Fairmount College
- Former names: Fairmount Female College and Fairmount School for Girls
- Type: Private college
- Active: 1872; 154 years ago – 1918; 108 years ago
- Location: Fairmont and College Streets, Monteagle, Tennessee, United States 35°14′29″N 85°49′38″W﻿ / ﻿35.24139°N 85.82722°W

= Fairmount College =

American girls' school in Monteagle, Tennessee, US

Fairmount College (1872 – 1917/18), also known as Fairmount Female College and Fairmount School for Girls, was an American private college for female students. It was located at Fairmont (Note: This street spelling appears correct from current maps, even though it differs slightly from the name of the college.) and College Streets in Monteagle, Tennessee.

==History==
The institution was established in 1872 with the aid of John Moffatt, a Scottish-born temperance preacher and landowner. It was Moffat and business partner Oliver Maybee who convinced Fairmount's first headmistresses, Louise Yerger and Harriet B. Kells, to move their girls' school from Jackson, Mississippi to Tennessee.

Silas McBee, who later gained fame as an author and architect, became the principal of Fairmount College in the late 1800s. McBee turned the school into a church institution that might be "for girls what Sewanee was for young men".

The school ceased operations in 1917/18. In 1921, Reverend William Stirling Claiborne and Dr.
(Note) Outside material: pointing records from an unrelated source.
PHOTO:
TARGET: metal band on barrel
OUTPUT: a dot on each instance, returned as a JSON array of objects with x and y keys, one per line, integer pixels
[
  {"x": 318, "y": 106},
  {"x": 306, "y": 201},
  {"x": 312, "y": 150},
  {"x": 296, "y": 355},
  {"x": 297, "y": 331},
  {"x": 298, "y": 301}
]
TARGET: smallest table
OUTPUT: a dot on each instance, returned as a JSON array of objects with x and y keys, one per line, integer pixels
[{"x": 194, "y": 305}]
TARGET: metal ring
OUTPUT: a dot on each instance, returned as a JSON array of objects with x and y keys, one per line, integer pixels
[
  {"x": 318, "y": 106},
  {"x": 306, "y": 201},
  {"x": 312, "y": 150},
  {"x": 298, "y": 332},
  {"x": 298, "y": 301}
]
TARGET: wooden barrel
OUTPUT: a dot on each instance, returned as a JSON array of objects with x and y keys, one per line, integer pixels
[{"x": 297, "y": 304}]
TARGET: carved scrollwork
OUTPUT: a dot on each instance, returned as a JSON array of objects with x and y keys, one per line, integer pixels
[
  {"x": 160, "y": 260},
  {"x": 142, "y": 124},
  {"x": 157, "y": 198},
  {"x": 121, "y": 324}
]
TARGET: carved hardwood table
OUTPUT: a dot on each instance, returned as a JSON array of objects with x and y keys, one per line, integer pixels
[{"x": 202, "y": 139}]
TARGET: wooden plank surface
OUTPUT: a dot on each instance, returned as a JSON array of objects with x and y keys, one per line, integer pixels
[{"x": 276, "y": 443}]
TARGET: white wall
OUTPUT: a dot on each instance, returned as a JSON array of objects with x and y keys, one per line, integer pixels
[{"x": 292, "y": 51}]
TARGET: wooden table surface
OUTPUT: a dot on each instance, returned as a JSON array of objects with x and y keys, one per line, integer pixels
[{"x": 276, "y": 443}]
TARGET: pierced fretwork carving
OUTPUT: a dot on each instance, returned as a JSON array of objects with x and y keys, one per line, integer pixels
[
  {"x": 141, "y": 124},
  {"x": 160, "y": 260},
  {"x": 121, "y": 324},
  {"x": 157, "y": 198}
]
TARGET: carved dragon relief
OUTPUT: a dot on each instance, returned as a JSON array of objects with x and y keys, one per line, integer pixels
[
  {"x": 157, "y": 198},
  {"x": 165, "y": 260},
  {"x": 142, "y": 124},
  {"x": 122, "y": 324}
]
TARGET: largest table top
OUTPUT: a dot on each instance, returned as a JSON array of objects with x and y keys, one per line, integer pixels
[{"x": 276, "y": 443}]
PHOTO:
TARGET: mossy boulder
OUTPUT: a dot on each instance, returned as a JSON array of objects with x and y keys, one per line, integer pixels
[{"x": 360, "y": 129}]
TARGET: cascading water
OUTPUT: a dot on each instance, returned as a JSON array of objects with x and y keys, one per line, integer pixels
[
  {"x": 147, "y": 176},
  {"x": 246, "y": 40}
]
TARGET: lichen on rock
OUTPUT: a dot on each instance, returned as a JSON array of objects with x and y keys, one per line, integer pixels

Mercer P. Logan founded the DuBose Memorial Church Training School (later, DuBose Conference Center) on the school's former site.

Fairmount College's papers are held in the University Archives and Special Collections of Sewanee: The University of the South.

==Student activities==
The school hosted an early chapter of Delta Gamma, a general sorority, and a chapter of Alpha Kappa Psi, a now-dormant general sorority. (Note: Not to be confused with the business fraternity of the same name.)

==Notable alumni==
Among its students, in 1910, the school hosted two of the Soong sisters, one of whom later became Madame Chiang Kai-shek and the other, Soong Ching-ling, who married Sun Yat-sen.